“It didn’t vanish without a trace.”
Australian scientist and popular TV science commentator Dr. Karl Kruszelnicki had that to say about a famous disappearance in 1945 of a military aircraft over the so-called Bermuda Triangle and would probably say this or something similar about most unexplained vanishings of planes and ships in the triangular area of the Atlantic most often defined as the waters between Miami, Bermuda and San Juan, Puerto Rico. In a recent interview with news.com.au, Dr.

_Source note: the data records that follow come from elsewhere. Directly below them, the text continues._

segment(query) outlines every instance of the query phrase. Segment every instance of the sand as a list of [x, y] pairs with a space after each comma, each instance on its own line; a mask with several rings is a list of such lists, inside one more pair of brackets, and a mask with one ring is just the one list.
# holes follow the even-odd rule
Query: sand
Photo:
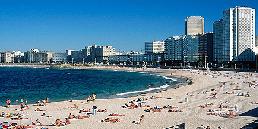
[[[85, 67], [76, 67], [85, 68]], [[94, 67], [96, 68], [96, 67]], [[107, 69], [107, 67], [97, 67], [97, 69]], [[143, 69], [108, 67], [112, 70], [143, 71]], [[10, 108], [0, 107], [0, 111], [21, 113], [23, 120], [16, 120], [18, 124], [31, 124], [36, 119], [43, 125], [55, 123], [56, 119], [65, 121], [69, 113], [73, 115], [83, 115], [80, 109], [106, 109], [106, 112], [97, 112], [85, 119], [72, 119], [71, 124], [62, 127], [56, 126], [33, 126], [33, 128], [68, 128], [68, 129], [162, 129], [185, 123], [187, 129], [210, 126], [212, 129], [221, 127], [222, 129], [239, 129], [248, 123], [257, 120], [252, 114], [245, 115], [251, 109], [257, 108], [258, 104], [258, 74], [255, 73], [235, 73], [226, 71], [198, 71], [198, 70], [175, 70], [175, 69], [145, 69], [144, 71], [156, 72], [165, 76], [187, 77], [192, 80], [192, 84], [184, 84], [179, 88], [171, 88], [158, 93], [148, 93], [129, 98], [97, 99], [93, 102], [86, 100], [73, 100], [72, 102], [51, 102], [40, 109], [46, 111], [34, 111], [37, 106], [29, 105], [25, 111], [15, 110], [19, 106], [12, 105]], [[250, 85], [249, 82], [253, 83]], [[224, 83], [224, 84], [223, 84]], [[213, 95], [212, 95], [213, 94]], [[244, 96], [239, 96], [243, 94]], [[249, 97], [245, 97], [245, 95]], [[129, 104], [137, 98], [146, 99], [142, 106], [134, 109], [122, 108], [125, 103]], [[136, 103], [136, 102], [135, 102]], [[78, 108], [72, 108], [76, 104]], [[136, 103], [137, 104], [137, 103]], [[145, 109], [155, 106], [161, 107], [160, 112], [145, 112]], [[173, 110], [182, 112], [168, 112], [172, 106]], [[219, 108], [222, 105], [223, 108]], [[229, 111], [237, 113], [236, 116], [228, 118]], [[211, 111], [211, 112], [208, 112]], [[41, 116], [43, 113], [46, 116]], [[117, 113], [123, 116], [109, 116]], [[225, 117], [222, 117], [224, 114]], [[140, 124], [140, 117], [144, 115]], [[105, 118], [118, 118], [119, 122], [101, 122]], [[10, 118], [0, 117], [0, 121], [9, 121]]]

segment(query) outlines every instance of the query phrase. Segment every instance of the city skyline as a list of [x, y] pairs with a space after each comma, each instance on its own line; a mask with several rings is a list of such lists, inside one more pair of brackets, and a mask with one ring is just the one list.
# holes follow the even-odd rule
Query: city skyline
[[257, 8], [257, 3], [251, 0], [209, 4], [202, 0], [115, 1], [115, 4], [107, 1], [12, 2], [0, 2], [0, 51], [79, 50], [93, 43], [125, 51], [143, 50], [146, 41], [183, 35], [184, 20], [188, 16], [204, 17], [205, 32], [212, 32], [213, 22], [224, 10], [235, 6]]

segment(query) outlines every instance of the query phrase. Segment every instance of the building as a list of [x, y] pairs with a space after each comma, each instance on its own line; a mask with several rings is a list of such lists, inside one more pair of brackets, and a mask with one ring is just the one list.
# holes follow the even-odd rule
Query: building
[[39, 49], [31, 49], [24, 53], [24, 60], [26, 63], [47, 63], [48, 54], [45, 51], [39, 51]]
[[165, 60], [178, 61], [182, 60], [183, 38], [180, 36], [169, 37], [165, 40]]
[[[69, 56], [68, 56], [69, 57]], [[71, 63], [82, 63], [84, 60], [83, 52], [82, 50], [79, 51], [71, 51]]]
[[199, 36], [198, 53], [201, 62], [213, 62], [213, 33]]
[[198, 47], [199, 47], [199, 37], [187, 35], [183, 37], [183, 44], [182, 44], [183, 62], [197, 62], [199, 59]]
[[66, 58], [66, 53], [52, 53], [52, 62], [54, 63], [64, 63]]
[[165, 51], [164, 41], [145, 42], [145, 54], [164, 53], [164, 51]]
[[213, 23], [213, 61], [216, 63], [229, 61], [228, 50], [225, 50], [227, 45], [224, 42], [223, 24], [223, 19]]
[[24, 62], [24, 53], [21, 51], [14, 51], [14, 63]]
[[197, 62], [199, 36], [173, 36], [165, 40], [165, 60], [172, 62]]
[[14, 63], [14, 53], [13, 52], [2, 52], [1, 53], [2, 63]]
[[69, 62], [69, 63], [72, 63], [72, 51], [75, 51], [75, 50], [66, 50], [66, 61]]
[[204, 34], [204, 18], [202, 16], [190, 16], [185, 19], [185, 35]]
[[223, 22], [229, 61], [255, 61], [255, 9], [235, 7], [225, 10]]

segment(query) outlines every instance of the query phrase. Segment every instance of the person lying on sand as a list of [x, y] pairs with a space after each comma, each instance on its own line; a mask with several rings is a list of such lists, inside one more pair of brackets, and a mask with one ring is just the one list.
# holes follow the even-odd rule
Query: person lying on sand
[[99, 109], [97, 112], [107, 112], [107, 109]]
[[40, 108], [36, 108], [34, 111], [46, 111], [46, 110], [43, 110], [43, 109], [40, 109]]
[[79, 111], [79, 113], [82, 113], [82, 112], [90, 112], [90, 109], [82, 109]]
[[144, 115], [141, 115], [139, 122], [133, 121], [134, 124], [141, 124], [143, 121]]
[[72, 113], [70, 113], [69, 116], [68, 116], [68, 119], [73, 119], [73, 118], [75, 118], [75, 116], [72, 115]]
[[110, 122], [110, 123], [117, 123], [117, 122], [120, 122], [120, 119], [119, 118], [106, 118], [104, 120], [101, 120], [101, 122]]
[[57, 127], [64, 126], [63, 122], [60, 119], [56, 119], [55, 125]]
[[123, 114], [116, 114], [116, 113], [112, 113], [112, 114], [109, 114], [108, 116], [125, 116]]

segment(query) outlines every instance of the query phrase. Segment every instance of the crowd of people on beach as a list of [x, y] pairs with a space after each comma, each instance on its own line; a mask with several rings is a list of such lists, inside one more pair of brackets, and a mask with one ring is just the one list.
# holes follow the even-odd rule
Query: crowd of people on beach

Kruszelnicki claimed he had solved the mystery of the triangle.
“According to Lloyds of London and the US coast guard, the number of planes that go missing in the Bermuda Triangle is the same as anywhere in the world on a percentage basis.”
That’s the starting point for his argument that there’s no mystery to the Devil’s Triangle. The area is an extremely busy corridor for both ships and planes between ports in North America, Europe and the Caribbean. However, the people who have to pay when things go wrong – the insurance companies – say the statistics show that it is no more or less dangerous than any other busy transportation passageway.

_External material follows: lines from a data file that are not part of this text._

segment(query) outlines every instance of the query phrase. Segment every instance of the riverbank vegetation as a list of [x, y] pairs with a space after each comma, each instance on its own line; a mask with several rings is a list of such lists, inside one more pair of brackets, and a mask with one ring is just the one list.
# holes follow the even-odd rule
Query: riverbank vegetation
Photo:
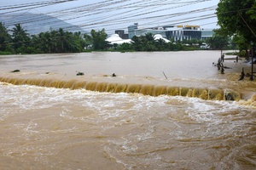
[[[105, 30], [91, 30], [90, 34], [69, 32], [62, 28], [50, 29], [37, 35], [29, 35], [20, 24], [8, 30], [0, 22], [0, 54], [52, 54], [52, 53], [81, 53], [90, 51], [181, 51], [201, 49], [202, 40], [186, 40], [166, 42], [163, 39], [154, 40], [152, 33], [132, 37], [131, 43], [110, 44]], [[222, 38], [222, 39], [221, 39]], [[212, 49], [219, 48], [221, 40], [226, 37], [214, 37], [207, 40]]]

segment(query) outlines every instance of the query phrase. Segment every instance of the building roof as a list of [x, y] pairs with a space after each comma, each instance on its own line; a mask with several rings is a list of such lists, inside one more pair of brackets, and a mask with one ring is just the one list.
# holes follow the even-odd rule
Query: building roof
[[117, 43], [117, 44], [122, 44], [122, 43], [131, 43], [131, 39], [122, 39], [118, 34], [113, 34], [109, 37], [106, 39], [107, 42], [110, 42], [111, 44]]

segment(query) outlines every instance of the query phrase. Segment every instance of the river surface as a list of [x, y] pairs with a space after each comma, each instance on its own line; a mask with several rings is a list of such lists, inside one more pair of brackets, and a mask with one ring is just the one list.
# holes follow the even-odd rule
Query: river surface
[[[242, 67], [250, 72], [243, 60], [225, 60], [230, 69], [220, 74], [212, 65], [219, 56], [0, 56], [0, 169], [255, 169], [256, 82], [237, 81]], [[70, 80], [84, 83], [50, 85]], [[111, 83], [125, 88], [96, 90]], [[131, 86], [141, 93], [129, 93]], [[165, 87], [161, 95], [153, 95], [156, 86]], [[179, 94], [185, 88], [232, 90], [241, 99], [168, 95], [168, 87], [178, 87]]]

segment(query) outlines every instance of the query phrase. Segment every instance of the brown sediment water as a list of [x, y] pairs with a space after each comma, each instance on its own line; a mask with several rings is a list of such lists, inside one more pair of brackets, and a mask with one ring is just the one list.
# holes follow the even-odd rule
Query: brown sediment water
[[137, 93], [144, 95], [159, 96], [186, 96], [202, 99], [240, 100], [241, 94], [232, 90], [206, 89], [196, 88], [179, 88], [154, 86], [149, 84], [119, 84], [109, 82], [84, 82], [79, 80], [52, 80], [52, 79], [22, 79], [0, 77], [0, 82], [14, 85], [34, 85], [46, 88], [86, 89], [97, 92]]
[[255, 169], [256, 82], [219, 56], [0, 56], [1, 169]]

Based on the numbers, Dr. Kruszelnicki says planes and boats disappear in the Bermuda Triangle area for exactly the same reason as they do everywhere else … weather and operator error. He uses the famous 1945 vanishing of Flight 19 as an example. The training flight of five TBM Avenger torpedo bombers disappeared on December 5, 1945, somewhere in the triangle area. Dr Kruszelnicki notes that radio transcripts show that the squadron most likely ran out of fuel due to the inexperience of the junior pilots and navigational and judgmental errors made by Flight 19’s leader, Lieutenant Charles Taylor.
“(Lt. Taylor) arrived with a hangover, flew off without a watch, and had a history of getting lost and ditching his plane twice before.”
The mystery deepened at the time when a PBM Mariner flying boat rescue aircraft with a 13-man crew also disappeared. Dr Kruszelnicki points out that the weather was bad, the waves were high and the Mariner was prone to vapor leaks when fully fueled, which caused the planes to explode. Guess what happened, according to a tanker in the area?
“The plane that went to rescue then went missing was seen to blow up.”
It didn’t vanish without a trace. Dr. Kruszelnicki blames many of the Bermuda Triangle theories on Charles Berlitz, author of the 1974 book The Bermuda Triangle, who said “the people and planes and ships that have reportedly disappeared in the Bermuda Triangle have been victims of some sort of electromagnetic disturbances that cause them to disintegrate and fall into the sea.”
Does the Bermuda Triangle mystery needle point to Kruszelnicki, Berlitz or somewhere in the middle? Many Triangle vanishings like Flight 19 and its rescue plane have been explained by weather or errors. But not all of them. Statistics, trend analyses and extrapolations are excellent tools and reliable enough that Lloyds of London bets vast sums of money on them. But are they foolproof?
Who would you rather have planning your next Atlantic crossing – an actuary or an actual Bermuda Triangle believer?